Being from the east, the idea of a high elevation desert is hard to imagine. After a full day of flying and a long drive to the park, the sight of the Klamath Basin with the miles of views of buttes, junipers, sage brush made it all worth it. Once I finished moving in and ate some awesome Mexican food from the nearby Klamath Falls, I got to appreciate the incredible sunset in the park for the first time.

My first sunset at Lava Beds National Monument.

On my first day, I was introduced to my team: two Geoscientist-in-Parks interns and the Natural Resource Program Manager. I got oriented with the park by visiting the Visitor’s Center and exploring two caves. I learned that Lava Beds National Monument also runs World War 2 Valor in the Pacific National Monument-Tulelake Unit, which is the site of Japanese internment camps and incarceration centers in 1943. As a Japanese-American, I was emotional and honored to have the opportunity to walk through that site. I loved that this part of history is one that I get to explore through the summer and get to experience a direct connection with my heritage.
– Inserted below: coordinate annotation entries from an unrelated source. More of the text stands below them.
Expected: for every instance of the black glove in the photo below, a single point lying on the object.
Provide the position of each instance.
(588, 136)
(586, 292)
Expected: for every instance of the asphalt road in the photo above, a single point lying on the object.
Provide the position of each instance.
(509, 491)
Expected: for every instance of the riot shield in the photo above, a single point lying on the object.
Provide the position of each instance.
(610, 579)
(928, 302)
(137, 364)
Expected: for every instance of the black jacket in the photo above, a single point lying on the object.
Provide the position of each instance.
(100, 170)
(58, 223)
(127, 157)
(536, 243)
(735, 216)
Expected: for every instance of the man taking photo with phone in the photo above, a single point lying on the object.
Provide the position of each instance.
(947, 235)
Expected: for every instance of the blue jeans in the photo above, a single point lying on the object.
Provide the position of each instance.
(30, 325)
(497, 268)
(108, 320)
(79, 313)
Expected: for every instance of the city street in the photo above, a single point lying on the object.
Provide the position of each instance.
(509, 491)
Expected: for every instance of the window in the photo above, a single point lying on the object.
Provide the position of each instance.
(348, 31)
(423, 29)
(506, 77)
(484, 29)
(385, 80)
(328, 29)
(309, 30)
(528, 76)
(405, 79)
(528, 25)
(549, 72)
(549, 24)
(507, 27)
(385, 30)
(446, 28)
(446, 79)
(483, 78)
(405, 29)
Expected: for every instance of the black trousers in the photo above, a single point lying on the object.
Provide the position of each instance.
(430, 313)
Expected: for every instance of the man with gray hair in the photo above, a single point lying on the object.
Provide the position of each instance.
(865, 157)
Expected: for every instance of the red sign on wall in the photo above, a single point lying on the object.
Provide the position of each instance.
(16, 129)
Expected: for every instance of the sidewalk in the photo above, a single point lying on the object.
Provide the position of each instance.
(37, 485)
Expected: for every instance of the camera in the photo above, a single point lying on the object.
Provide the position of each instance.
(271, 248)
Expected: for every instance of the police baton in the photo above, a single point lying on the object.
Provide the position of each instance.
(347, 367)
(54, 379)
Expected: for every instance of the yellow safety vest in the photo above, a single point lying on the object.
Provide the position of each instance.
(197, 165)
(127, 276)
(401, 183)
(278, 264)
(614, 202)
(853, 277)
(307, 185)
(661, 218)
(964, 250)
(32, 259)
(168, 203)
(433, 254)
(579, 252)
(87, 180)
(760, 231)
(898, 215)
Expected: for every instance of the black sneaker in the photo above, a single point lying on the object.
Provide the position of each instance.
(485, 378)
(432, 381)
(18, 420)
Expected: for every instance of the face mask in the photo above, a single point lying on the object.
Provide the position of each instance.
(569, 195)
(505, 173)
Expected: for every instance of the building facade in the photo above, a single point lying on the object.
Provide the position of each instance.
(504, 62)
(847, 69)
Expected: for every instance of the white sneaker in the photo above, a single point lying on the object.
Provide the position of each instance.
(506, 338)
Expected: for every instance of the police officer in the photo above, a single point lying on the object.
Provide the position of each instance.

I was given some gear for work including: caving helmet, 3 headlamps, knee pads, and gloves.

That evening, our team got a chance to assist in mist netting bats to test for presence of white nose syndrome in the park. It was a late night, but getting to hold my first bat and working within the quiet, rugged setting was memorable. Take a look at some of the Little Brown Bats we caught!

Little Brown Bat (Myotis lucifugus). Photo courtesy of Brian Anschel.

A Little Brown Bat (Myotis lucifugus) was captured in the mist nets on the park. Photo courtesy of Brian Anschel.